PrecisionFDA benchmarking results. Venn diagrams depict the number of true positive (TP, dark grey) SNP variants that were depicted in both the query and the reference data as well as the number of false negative (FN, light blue) and false positives (FP, green) in the query data. This is provided for the seven GIAB reference samples analysed in the current study. Only high-confidence variants of the GIAB samples were considered in the analysis. This was done by intersecting all files with the respective high-confidence region bed-files available for each GIAB sample. The resulting variant files were processed and benchmarked according to the PrecisionFDA truth challenge.

Figure 4.

Comparison between protocols for targeted enrichment of long genomic fragments. Workflow for preparation of 96 samples and major equipment required is illustrated for each protocol. Best-case workflow is illustrated from sample fragmentation until enriched fragments that can be subject to PacBio library preparation.

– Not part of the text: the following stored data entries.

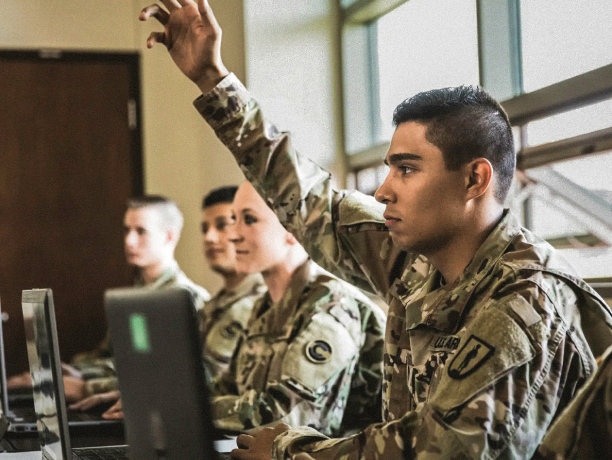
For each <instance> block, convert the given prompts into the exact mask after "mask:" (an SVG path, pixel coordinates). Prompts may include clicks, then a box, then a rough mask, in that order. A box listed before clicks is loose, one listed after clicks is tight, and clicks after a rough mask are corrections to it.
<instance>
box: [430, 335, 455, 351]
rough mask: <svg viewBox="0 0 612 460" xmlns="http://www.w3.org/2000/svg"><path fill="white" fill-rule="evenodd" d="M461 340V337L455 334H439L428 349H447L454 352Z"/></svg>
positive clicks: (432, 342)
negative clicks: (442, 334) (451, 334)
mask: <svg viewBox="0 0 612 460" xmlns="http://www.w3.org/2000/svg"><path fill="white" fill-rule="evenodd" d="M459 342H461V337H457V336H455V335H438V336H437V337H435V338H434V340H433V341H432V342H431V345H430V346H429V347H428V349H429V351H432V352H439V351H446V352H450V353H453V352H454V351H455V350H457V348H459Z"/></svg>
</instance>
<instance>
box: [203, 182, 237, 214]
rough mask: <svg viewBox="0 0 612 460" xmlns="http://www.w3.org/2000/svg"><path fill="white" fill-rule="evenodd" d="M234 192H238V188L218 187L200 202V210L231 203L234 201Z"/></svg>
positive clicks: (235, 186)
mask: <svg viewBox="0 0 612 460" xmlns="http://www.w3.org/2000/svg"><path fill="white" fill-rule="evenodd" d="M236 190H238V187H237V186H235V185H228V186H226V187H219V188H216V189H214V190H211V191H210V192H209V193H208V194H207V195H206V196H205V197H204V199H203V200H202V209H206V208H209V207H210V206H213V205H215V204H219V203H231V202H232V201H234V195H236Z"/></svg>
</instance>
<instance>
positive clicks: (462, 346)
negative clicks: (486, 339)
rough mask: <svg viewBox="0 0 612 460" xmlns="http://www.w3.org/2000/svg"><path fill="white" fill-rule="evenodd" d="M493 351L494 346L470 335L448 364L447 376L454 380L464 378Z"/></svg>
mask: <svg viewBox="0 0 612 460" xmlns="http://www.w3.org/2000/svg"><path fill="white" fill-rule="evenodd" d="M494 352H495V347H492V346H491V345H489V344H488V343H486V342H485V341H484V340H482V339H479V338H478V337H476V336H474V335H471V336H470V337H469V339H467V341H466V342H465V344H463V346H462V347H461V349H460V350H459V351H458V352H457V354H456V355H455V357H454V358H453V360H452V361H451V363H450V365H449V366H448V376H449V377H450V378H453V379H455V380H461V379H464V378H465V377H467V376H468V375H470V374H473V373H474V372H475V371H476V370H477V369H478V368H479V367H480V366H482V365H483V364H484V363H485V362H486V361H487V360H488V359H489V358H490V357H491V356H493V353H494Z"/></svg>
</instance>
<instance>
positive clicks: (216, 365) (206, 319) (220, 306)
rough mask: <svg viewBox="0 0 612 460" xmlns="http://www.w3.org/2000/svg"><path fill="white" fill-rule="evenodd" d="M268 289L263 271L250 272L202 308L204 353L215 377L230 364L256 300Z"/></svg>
mask: <svg viewBox="0 0 612 460" xmlns="http://www.w3.org/2000/svg"><path fill="white" fill-rule="evenodd" d="M265 292H266V285H265V284H264V282H263V279H262V278H261V275H260V274H259V273H257V274H253V275H249V276H247V277H246V278H245V279H243V280H242V281H241V282H240V283H239V284H238V286H236V287H235V288H234V289H232V290H225V289H222V290H221V291H219V292H218V293H217V294H216V295H215V296H214V297H213V298H212V299H210V300H209V301H208V302H206V303H205V304H204V307H203V308H202V309H201V310H200V311H199V315H200V335H201V336H202V354H203V358H204V363H205V364H206V369H207V371H208V373H209V375H210V376H211V377H212V378H215V377H218V376H220V375H221V374H222V373H223V372H225V371H227V369H228V368H229V362H230V359H231V358H232V355H233V354H234V350H236V346H237V345H238V340H239V339H240V335H241V333H242V332H243V331H244V329H245V327H246V323H247V321H248V319H249V317H250V316H251V311H252V310H253V304H254V303H255V302H256V301H257V299H259V298H260V297H261V296H262V295H263V294H264V293H265Z"/></svg>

Individual process steps for 96 samples are depicted with respect to an eight-hour workday, including hands-on and incubation times. Overnight incubation was considered when possible for the respective step. Enrichment process steps encompass fragmentation (fragm.), bead-based clean-up (c.u.), size selection (si.sel.), end repair (end rep.), A-tailing (a-tail.), combined step of the last two (e.r.a.t.), adapter ligation (ada.lig.), pre-capture PCR (pre-capt. PCR), probe hybridisation (hyb.), streptavidin capture (capt.), post-capture PCR (post-capt. PCR), sample concentration (concentr.) and pre-repair (pre-rep.). Throughput for the introduced protocol is significantly higher compared to all other current comparable approaches reported elsewhere.